Cette notion marque la véritable naissance de la chimie. Les chimistes ont donc commencé à recenser les éléments dont sont composées toutes les substances et à créer une nomenclature systématique — oxygène : qui produit des acides (οξυs signifie « acide » en grec) — hydrogène : qui produit de l'eau… Par exemple, en 1774, Lavoisier, en suivant les travaux des chimistes britanniques, établit que l'air se compose en « air vital » (dioxygène) et en « air vicié et méphitique, mofette » (diazote) ; en 1785, il décompose l'eau (en faisant passer de la vapeur d'eau sur du fer chauffé au rouge) et montre donc que ce n'est pas un élément, mais que l'eau est décomposable en éléments (c'est en fait une pyrolyse). Le terme d'« analyse » provient d'ailleurs de cette notion de décomposition, lusis (λυσιs) signifie « dissolution » en grec : on décompose les produits (par attaque acide, en les brûlant, en les distillant, etc.) jusqu'à obtenir des substances simples reconnaissables facilement (l'hydrogène, l'oxygène, le carbone, le fer, etc.).

On a donc la première constatation expérimentale de la décomposition de la matière en substances élémentaires.

La physique du XVIIIe siècle — les particules

Un autre pas, fait en parallèle, vient de l'étude des propriétés des gaz et de la chaleur ( thermodynamique).

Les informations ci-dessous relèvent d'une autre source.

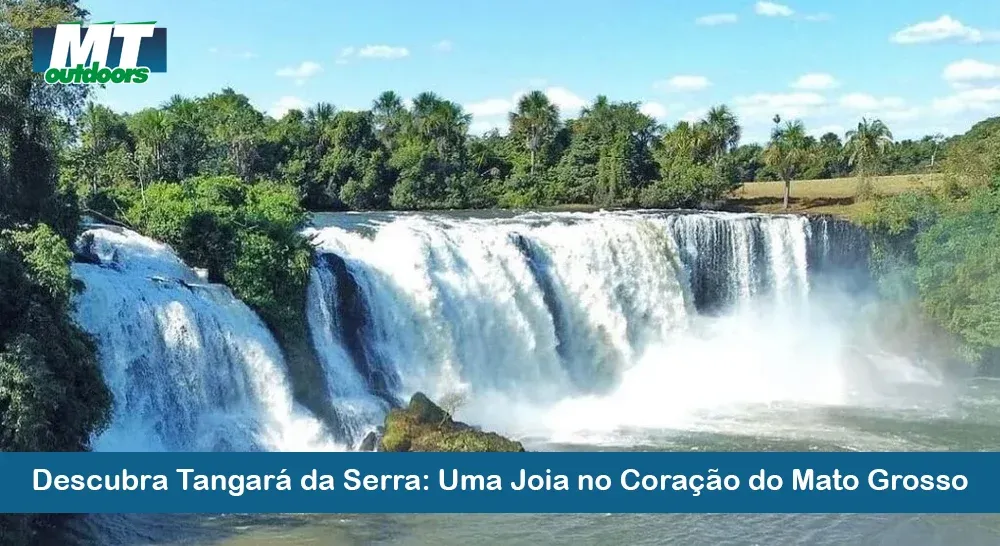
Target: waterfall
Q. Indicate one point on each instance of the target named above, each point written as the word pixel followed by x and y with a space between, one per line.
pixel 190 366
pixel 544 323
pixel 531 311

Les fluides (liquides et gaz) sont étudiés en Europe depuis l'Antiquité, mais c'est au milieu du XVIIe siècle que l'on commence vraiment à cerner leurs propriétés, avec l'invention du thermomètre (thermoscope de Santorre Santario, 1612), du baromètre et du vide pompé ( Evangelista Torricelli, 1643), l'étude de l'expansion des gaz ( Gilles Personne de Roberval, 1647), la pression atmosphérique ( Blaise Pascal et Florin Perrier, 1648), les relations entre pression et volume ( Robert Boyle en 1660, Edmé Mariotte en 1685), la notion de zéro absolu ( Guillaume Amontons, 1702), etc.

René Descartes (mathématicien, physicien et philosophe français) émet l'idée, en 1644, que les gaz sont composés de particules tourbillonnantes. Mais il ne s'agit là encore que d'une conception imagée, sans appui expérimental ; dans le même ordre d'idées, Descartes pensait que c'était aussi un tourbillon de « matière subtile » qui entraînait la rotation des planètes (ceci fut mis en défaut par Isaac Newton avec l' attraction universelle en 1687).

Cependant, cette notion de corpuscules inspira d'autres scientifiques. Les mathématiciens suisses Jakob Hermann ( 1716) et Leonhard Euler ( 1729), mais surtout le physicien suisse Daniel Bernoulli ( 1733), effectuent des calculs en supposant que les gaz sont formés de particules s'entrechoquant, et leurs résultats sont en accord avec l'expérience. C'est la conception « cinétique » des gaz, c'est-à-dire l'explication de la température et de la pression par des particules en mouvement.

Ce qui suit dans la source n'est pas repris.